Yep its typical. I don't need then tested. I know they work... amazing how so many people ask for these and someone comes up with some and now everyone is now questioning them.. oh well I will just keep em


----------



## GoodTimes317 (Mar 28, 2010)

BrownAzt3ka said:


> *ILL TEST THEM FOR YOU... SEND ME ONE. *



I will send you one for $100 plus $20 shipping


----------



## El Greengo (Jun 16, 2009)

:facepalm:


----------



## tre5peter (Jul 21, 2008)

I'm planning on ordering some from you. Next week most likely.


----------



## GoodTimes317 (Mar 28, 2010)

tre5peter said:


> I'm planning on ordering some from you. Next week most likely.


just let me know... i got 1 as of right now, but can have more made.
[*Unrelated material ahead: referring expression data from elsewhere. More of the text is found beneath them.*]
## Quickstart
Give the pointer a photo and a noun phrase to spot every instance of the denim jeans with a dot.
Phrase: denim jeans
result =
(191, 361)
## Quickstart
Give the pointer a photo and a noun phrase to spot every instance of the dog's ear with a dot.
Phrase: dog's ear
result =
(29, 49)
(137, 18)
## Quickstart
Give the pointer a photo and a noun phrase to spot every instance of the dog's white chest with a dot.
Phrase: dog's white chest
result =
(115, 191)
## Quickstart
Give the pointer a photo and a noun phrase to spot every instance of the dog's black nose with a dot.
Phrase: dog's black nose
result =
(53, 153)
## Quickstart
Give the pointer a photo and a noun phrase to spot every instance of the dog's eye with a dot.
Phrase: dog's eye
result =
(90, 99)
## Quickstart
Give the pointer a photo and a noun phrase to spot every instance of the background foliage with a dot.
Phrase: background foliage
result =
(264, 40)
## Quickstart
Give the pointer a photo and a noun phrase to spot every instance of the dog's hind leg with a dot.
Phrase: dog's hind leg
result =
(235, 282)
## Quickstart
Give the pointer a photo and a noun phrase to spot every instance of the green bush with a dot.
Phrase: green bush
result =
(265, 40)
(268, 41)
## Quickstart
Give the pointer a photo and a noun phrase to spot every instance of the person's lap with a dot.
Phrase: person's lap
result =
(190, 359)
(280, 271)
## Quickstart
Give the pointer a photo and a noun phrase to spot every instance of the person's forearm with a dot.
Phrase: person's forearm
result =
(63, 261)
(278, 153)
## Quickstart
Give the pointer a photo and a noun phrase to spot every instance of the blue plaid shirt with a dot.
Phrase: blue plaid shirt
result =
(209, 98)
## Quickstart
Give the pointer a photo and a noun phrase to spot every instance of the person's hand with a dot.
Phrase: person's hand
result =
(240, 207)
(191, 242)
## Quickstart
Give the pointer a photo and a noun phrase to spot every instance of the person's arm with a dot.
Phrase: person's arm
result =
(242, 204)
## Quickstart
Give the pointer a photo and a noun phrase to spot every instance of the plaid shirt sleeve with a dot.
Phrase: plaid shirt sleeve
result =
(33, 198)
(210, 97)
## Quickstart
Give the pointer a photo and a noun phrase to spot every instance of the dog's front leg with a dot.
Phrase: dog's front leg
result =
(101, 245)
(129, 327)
Ive had too many bullshitters on these, so i cant be putting up money anymore to just have them sitting. WHen your ready and get me the money i can have more made immediately.. LMK


----------



## DanielDucati (Jan 11, 2007)

You mentioned these are only for show use only( 2 pages back)....so you dont think they would work for 365 days a year/everyday usage????


----------



## 1sexytre (Jul 29, 2006)

HOw long does it take to make one


----------



## Sapotear (Feb 20, 2013)

GoodTimes317 said:


> I am posting up Clear Whammy Tanks for sale now. I cant get you as many as you need. I have an unlimited supply. The price on these are gonna be $100.00 plus shipping. May be able to work a deal if you buy several. Anybody interested in these get with me and we can talk! Here are pix of the first batch ive gotten. I also have a used one for slae for $60.00 plus shipping..
> :thumbsup:


You still have that clear whammy tank for sale


----------



## impala64lowrider (Feb 24, 2005)

i'm wondering, if they could handle the pressure of the hydraulic oil after a pancake of 14" cylinders... it would be a mess if they broke....


----------



## El Greengo (Jun 16, 2009)

ttt...


----------



## BrownAzt3ka (May 4, 2008)

Do you offer tank rods? And can i get a pic of tank rods on it.? I currently have an older one from someone else and the 1/4-20 rods dont fit....


----------



## BrownAzt3ka (May 4, 2008)

:thumbsup:


----------



## [email protected] (Oct 18, 2013)

are these still available? id like to order one asap


----------